On 03/10/16 19:06, Wilco Dijkstra wrote:
Evandro Menezes <e.mene...@samsung.com> wrote:
That's what I had in mind too, but around the approximation for x^-1/2
and using masks for vector cases thusly:
fcmne v3.4s, v0.4s, #0.0
frsqrte v1.4s, v0.4s
fmul v2.4s, v1.4s, v1.4s
frsqrts v2.4s, v0.4s, v2.4s
fmul v1.4s, v1.4s, v2.4s
fmul v2.4s, v1.4s, v1.4s
frsqrts v2.4s, v0.4s, v2.4s
fmul v1.4s, v1.4s, v2.4s
and v1.4s, v3.4s
fmul v0.4s, v1.4s, v0.4s
That's possible but the overall latency is higher - according to exynos-1.md the
above takes 44 cycles while my version would be 37.

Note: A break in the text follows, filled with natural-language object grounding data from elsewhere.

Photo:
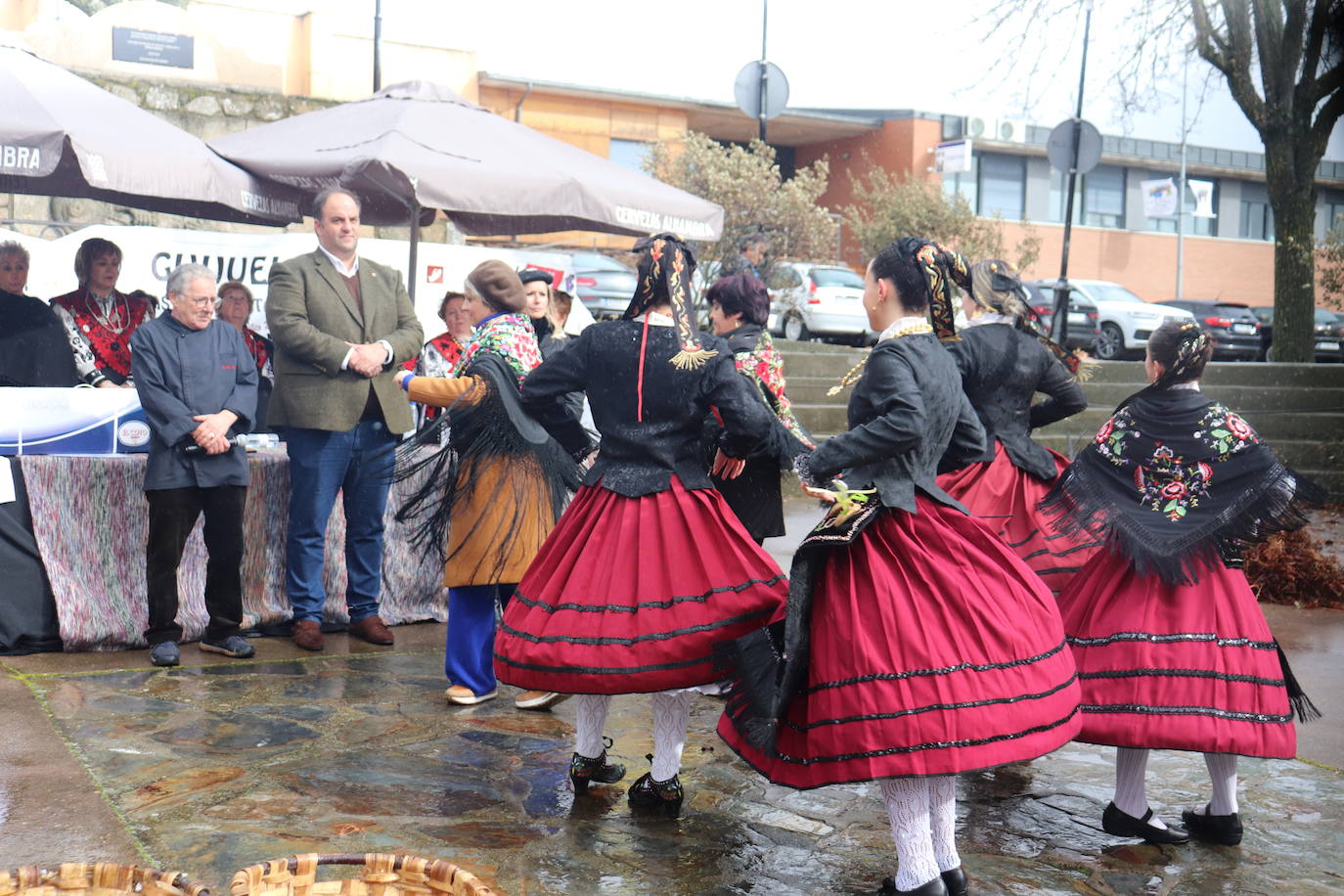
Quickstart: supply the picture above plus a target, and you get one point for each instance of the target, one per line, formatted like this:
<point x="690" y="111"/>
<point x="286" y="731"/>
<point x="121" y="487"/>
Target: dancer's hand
<point x="822" y="495"/>
<point x="728" y="468"/>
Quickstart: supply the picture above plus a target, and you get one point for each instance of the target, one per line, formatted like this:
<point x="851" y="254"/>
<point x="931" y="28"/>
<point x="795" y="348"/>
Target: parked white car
<point x="819" y="301"/>
<point x="1124" y="320"/>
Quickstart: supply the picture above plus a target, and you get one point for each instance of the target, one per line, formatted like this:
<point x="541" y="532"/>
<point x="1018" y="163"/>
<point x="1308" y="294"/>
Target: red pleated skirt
<point x="1006" y="497"/>
<point x="1176" y="666"/>
<point x="934" y="650"/>
<point x="629" y="596"/>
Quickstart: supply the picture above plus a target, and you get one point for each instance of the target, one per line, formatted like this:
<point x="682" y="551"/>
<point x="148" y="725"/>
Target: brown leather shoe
<point x="371" y="630"/>
<point x="308" y="634"/>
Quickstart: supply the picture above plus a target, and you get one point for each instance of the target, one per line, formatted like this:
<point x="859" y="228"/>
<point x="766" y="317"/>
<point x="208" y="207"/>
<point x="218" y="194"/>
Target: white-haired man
<point x="198" y="384"/>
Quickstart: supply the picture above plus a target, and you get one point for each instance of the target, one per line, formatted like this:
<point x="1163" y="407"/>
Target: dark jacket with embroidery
<point x="908" y="413"/>
<point x="1002" y="368"/>
<point x="640" y="457"/>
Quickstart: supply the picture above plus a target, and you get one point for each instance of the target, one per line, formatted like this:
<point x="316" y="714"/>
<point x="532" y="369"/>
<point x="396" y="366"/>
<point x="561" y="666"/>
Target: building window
<point x="1193" y="226"/>
<point x="1003" y="184"/>
<point x="1333" y="216"/>
<point x="995" y="186"/>
<point x="1257" y="220"/>
<point x="629" y="154"/>
<point x="1098" y="201"/>
<point x="965" y="184"/>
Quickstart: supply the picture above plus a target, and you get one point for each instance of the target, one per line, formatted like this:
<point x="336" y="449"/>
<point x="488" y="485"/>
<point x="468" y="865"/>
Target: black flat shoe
<point x="934" y="887"/>
<point x="664" y="795"/>
<point x="585" y="771"/>
<point x="1214" y="829"/>
<point x="1120" y="824"/>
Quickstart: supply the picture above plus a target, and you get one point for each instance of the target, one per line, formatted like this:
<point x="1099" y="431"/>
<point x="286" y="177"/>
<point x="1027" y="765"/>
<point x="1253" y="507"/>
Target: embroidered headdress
<point x="664" y="276"/>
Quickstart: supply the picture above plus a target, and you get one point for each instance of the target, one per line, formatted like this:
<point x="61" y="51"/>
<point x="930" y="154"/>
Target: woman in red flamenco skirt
<point x="1172" y="649"/>
<point x="648" y="568"/>
<point x="1006" y="357"/>
<point x="915" y="644"/>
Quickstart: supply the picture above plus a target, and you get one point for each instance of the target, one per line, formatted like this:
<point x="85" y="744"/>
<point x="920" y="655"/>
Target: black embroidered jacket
<point x="1002" y="368"/>
<point x="908" y="413"/>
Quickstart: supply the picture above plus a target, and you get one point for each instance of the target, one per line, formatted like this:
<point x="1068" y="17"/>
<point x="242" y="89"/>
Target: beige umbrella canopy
<point x="420" y="146"/>
<point x="64" y="136"/>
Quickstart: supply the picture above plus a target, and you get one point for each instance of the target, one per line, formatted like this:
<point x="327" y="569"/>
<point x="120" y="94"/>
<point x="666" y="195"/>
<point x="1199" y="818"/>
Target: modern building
<point x="1228" y="256"/>
<point x="306" y="54"/>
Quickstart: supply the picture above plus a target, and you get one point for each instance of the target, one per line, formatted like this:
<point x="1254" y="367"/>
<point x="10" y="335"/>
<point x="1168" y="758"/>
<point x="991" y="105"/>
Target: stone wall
<point x="205" y="112"/>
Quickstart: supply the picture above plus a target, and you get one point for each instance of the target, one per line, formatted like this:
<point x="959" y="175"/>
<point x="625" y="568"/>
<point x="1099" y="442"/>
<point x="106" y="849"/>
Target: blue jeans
<point x="470" y="651"/>
<point x="358" y="464"/>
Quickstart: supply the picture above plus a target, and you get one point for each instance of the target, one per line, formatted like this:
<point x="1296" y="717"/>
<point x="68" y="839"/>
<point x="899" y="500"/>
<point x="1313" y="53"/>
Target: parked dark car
<point x="603" y="284"/>
<point x="1082" y="315"/>
<point x="1328" y="331"/>
<point x="1234" y="327"/>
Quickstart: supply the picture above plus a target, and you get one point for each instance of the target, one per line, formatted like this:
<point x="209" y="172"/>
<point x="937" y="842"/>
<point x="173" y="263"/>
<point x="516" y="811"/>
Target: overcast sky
<point x="894" y="54"/>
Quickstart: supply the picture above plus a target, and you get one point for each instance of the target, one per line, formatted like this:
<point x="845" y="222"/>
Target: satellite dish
<point x="1059" y="148"/>
<point x="746" y="89"/>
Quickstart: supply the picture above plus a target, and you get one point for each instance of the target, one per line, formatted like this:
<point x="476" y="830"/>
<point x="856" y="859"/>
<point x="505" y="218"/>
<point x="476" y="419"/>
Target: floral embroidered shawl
<point x="764" y="366"/>
<point x="1178" y="482"/>
<point x="510" y="336"/>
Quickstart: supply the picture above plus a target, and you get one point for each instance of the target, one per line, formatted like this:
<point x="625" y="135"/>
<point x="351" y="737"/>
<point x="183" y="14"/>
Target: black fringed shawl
<point x="1176" y="484"/>
<point x="487" y="426"/>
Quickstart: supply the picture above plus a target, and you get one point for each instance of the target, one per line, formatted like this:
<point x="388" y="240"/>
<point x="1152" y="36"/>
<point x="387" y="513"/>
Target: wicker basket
<point x="381" y="874"/>
<point x="96" y="878"/>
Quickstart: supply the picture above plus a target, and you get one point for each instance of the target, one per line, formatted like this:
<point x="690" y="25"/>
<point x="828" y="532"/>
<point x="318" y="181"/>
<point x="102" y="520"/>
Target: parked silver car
<point x="823" y="301"/>
<point x="603" y="284"/>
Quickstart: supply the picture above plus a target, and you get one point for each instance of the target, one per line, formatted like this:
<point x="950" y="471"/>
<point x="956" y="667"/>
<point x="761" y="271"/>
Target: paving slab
<point x="215" y="766"/>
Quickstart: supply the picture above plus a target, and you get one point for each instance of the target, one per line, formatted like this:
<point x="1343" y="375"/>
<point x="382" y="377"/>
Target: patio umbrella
<point x="64" y="136"/>
<point x="419" y="146"/>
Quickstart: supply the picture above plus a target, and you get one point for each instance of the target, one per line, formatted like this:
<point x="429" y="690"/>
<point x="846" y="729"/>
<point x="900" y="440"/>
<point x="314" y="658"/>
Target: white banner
<point x="1203" y="193"/>
<point x="151" y="252"/>
<point x="1159" y="198"/>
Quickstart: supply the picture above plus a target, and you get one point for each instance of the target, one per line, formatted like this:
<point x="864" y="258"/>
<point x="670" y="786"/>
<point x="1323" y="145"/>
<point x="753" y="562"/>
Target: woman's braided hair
<point x="1182" y="348"/>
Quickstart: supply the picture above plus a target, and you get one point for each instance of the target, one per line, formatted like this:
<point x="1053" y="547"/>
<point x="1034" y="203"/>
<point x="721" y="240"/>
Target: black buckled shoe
<point x="1214" y="829"/>
<point x="1120" y="824"/>
<point x="935" y="887"/>
<point x="600" y="771"/>
<point x="664" y="795"/>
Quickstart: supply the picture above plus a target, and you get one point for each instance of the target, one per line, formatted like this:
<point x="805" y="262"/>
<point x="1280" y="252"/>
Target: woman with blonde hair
<point x="100" y="320"/>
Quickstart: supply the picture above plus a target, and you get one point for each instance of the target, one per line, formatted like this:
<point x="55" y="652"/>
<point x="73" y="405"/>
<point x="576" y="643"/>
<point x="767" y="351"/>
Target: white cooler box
<point x="71" y="421"/>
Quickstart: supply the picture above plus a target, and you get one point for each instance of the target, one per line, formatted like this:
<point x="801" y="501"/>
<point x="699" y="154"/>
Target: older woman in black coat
<point x="739" y="309"/>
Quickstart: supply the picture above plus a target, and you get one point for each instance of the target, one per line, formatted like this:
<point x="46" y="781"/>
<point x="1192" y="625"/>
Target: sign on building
<point x="953" y="157"/>
<point x="152" y="47"/>
<point x="1159" y="198"/>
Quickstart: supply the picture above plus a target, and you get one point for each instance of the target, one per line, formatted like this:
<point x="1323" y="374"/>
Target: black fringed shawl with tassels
<point x="1176" y="484"/>
<point x="487" y="427"/>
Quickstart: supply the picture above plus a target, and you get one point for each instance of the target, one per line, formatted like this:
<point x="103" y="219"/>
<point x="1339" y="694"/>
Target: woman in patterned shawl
<point x="1172" y="650"/>
<point x="500" y="479"/>
<point x="739" y="309"/>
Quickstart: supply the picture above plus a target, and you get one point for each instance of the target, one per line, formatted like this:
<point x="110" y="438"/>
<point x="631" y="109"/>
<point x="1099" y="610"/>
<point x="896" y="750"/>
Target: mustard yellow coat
<point x="496" y="528"/>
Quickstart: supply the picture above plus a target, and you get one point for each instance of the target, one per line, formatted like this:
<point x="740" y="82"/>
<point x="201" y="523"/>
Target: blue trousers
<point x="470" y="653"/>
<point x="359" y="465"/>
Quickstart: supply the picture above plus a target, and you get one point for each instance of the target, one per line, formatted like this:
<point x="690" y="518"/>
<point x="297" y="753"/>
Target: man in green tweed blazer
<point x="340" y="326"/>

I'm currently working to get this prototyped without modifying the
reciprocal square root. Once I'm done, I'll merge both functions
together to generate better code.
I got the scalar version going, but I'm stuck with the vector version.
As you can see above, I need to use the complement of the mask produced
by FCMEQ to squelch the offending vector element. However, the way in
which FCMEQ is defined in GCC, it produces an integer vector and the
SIMD AND only takes integer vectors. I'm stuck at how to pass an FP
vector to AND and then its integer vector back to an FP insn.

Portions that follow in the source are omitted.